"Are you going to walk me to the bus stop?”
“No. You don’t need me to. And trust me, you don’t want me to.”
“But…” a little flash of panic in her eyes.
“You’re in middle school. You got this.”
And she does. But, my Little Meems doesn’t love change, and heading off to middle school is a big one.
This is a little girl who still likes to hold my hand. Even though she’s 12, and probably shouldn’t want to, I let her, because one day she won’t want to. I say little because she is, but also she isn’t. She and I are stuck somewhere between the lands of big and little and we’re trying to meet in the middle, but sometimes we miss each other. She wants to be independent, yet she wants me to do everything for her. I want her to not need me so much, yet I want her to still value my help and opinions. So it goes with preteens, I guess.

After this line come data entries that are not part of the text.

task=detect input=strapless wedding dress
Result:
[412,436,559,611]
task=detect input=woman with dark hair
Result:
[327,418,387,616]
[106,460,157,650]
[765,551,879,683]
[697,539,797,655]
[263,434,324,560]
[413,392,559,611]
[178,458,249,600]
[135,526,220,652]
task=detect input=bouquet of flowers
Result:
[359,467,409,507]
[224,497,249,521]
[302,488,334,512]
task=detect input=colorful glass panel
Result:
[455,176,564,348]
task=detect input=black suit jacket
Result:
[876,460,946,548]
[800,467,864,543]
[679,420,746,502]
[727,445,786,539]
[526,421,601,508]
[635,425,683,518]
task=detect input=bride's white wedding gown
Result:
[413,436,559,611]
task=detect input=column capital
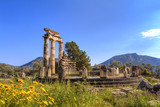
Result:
[58,41,64,43]
[42,34,48,38]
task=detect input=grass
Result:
[145,77,159,85]
[0,79,160,107]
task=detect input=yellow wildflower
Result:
[0,100,5,104]
[28,86,35,90]
[11,84,17,88]
[10,80,13,83]
[33,81,38,85]
[2,84,10,89]
[48,101,52,105]
[43,101,48,105]
[41,87,46,92]
[48,97,54,100]
[27,97,32,101]
[18,79,24,83]
[39,83,44,86]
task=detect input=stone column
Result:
[41,34,49,78]
[50,40,55,74]
[58,42,63,62]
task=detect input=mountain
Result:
[19,57,58,67]
[101,53,160,65]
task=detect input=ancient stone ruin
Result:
[58,54,76,80]
[40,28,76,78]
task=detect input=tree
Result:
[65,41,91,71]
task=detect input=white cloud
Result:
[141,29,160,39]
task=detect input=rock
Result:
[148,100,160,106]
[153,83,160,92]
[122,87,132,92]
[137,79,153,91]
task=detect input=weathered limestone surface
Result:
[137,79,153,92]
[58,42,63,61]
[42,34,49,78]
[58,54,76,80]
[40,28,63,78]
[50,40,55,74]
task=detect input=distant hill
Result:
[19,57,58,67]
[101,53,160,65]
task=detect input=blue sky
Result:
[0,0,160,65]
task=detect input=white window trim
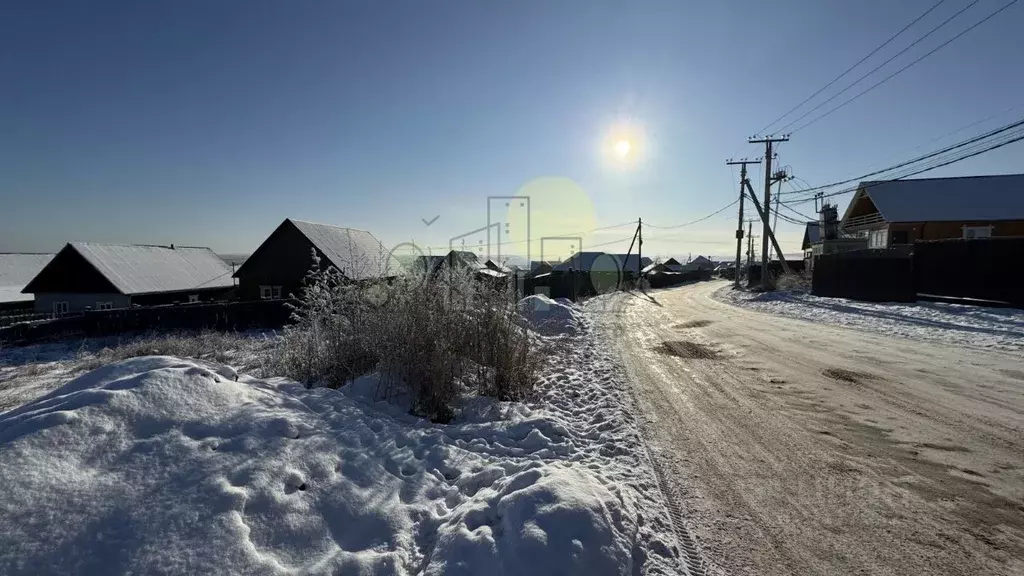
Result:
[963,224,994,240]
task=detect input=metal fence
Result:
[0,300,291,344]
[811,245,916,302]
[812,238,1024,307]
[913,238,1024,307]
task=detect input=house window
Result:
[867,230,888,248]
[964,227,992,238]
[259,286,281,300]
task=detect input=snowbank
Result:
[518,294,582,336]
[715,286,1024,352]
[0,352,678,574]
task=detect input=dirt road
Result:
[599,282,1024,576]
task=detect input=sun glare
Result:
[601,121,650,170]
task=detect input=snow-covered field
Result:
[0,297,680,575]
[715,285,1024,352]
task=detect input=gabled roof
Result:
[0,253,53,302]
[288,218,400,280]
[553,252,641,273]
[800,221,821,250]
[843,174,1024,222]
[483,259,512,274]
[25,242,233,294]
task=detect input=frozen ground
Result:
[715,284,1024,351]
[0,301,681,575]
[595,282,1024,576]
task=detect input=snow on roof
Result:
[554,252,640,272]
[70,242,233,294]
[850,174,1024,222]
[802,221,821,250]
[290,218,400,280]
[0,253,53,302]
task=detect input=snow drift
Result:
[518,294,582,336]
[0,352,675,574]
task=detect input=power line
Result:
[423,220,636,250]
[790,126,1024,205]
[758,0,945,133]
[782,119,1024,196]
[783,0,1017,132]
[643,198,739,230]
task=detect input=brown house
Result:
[840,174,1024,248]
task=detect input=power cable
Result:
[643,198,739,230]
[790,126,1024,205]
[782,115,1024,196]
[782,0,1017,133]
[757,0,945,134]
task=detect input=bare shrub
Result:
[276,253,543,422]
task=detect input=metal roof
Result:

This popped up in my Facebook feed on Monday. My memory from 5 years ago, when she entered first grade.
This is now. Although the first picture is how I will always see her.
She is still missing teeth. She still favors turquoise nail polish. The hair is curly (although we have discovered the straightening iron), the eyes are big, the dimples are bigger. I miss that little face. I miss stealing sugar from the sweet spot between her neck and chin.
I sent this to her last night. I want her to read it every day.
The bus came and went without incident this morning. I watched from the hidden safety of our garage, so I could be there with her, just not with her.
She’ll be fine.
Sure. But I’m gonna go have a little cry now if you don’t mind.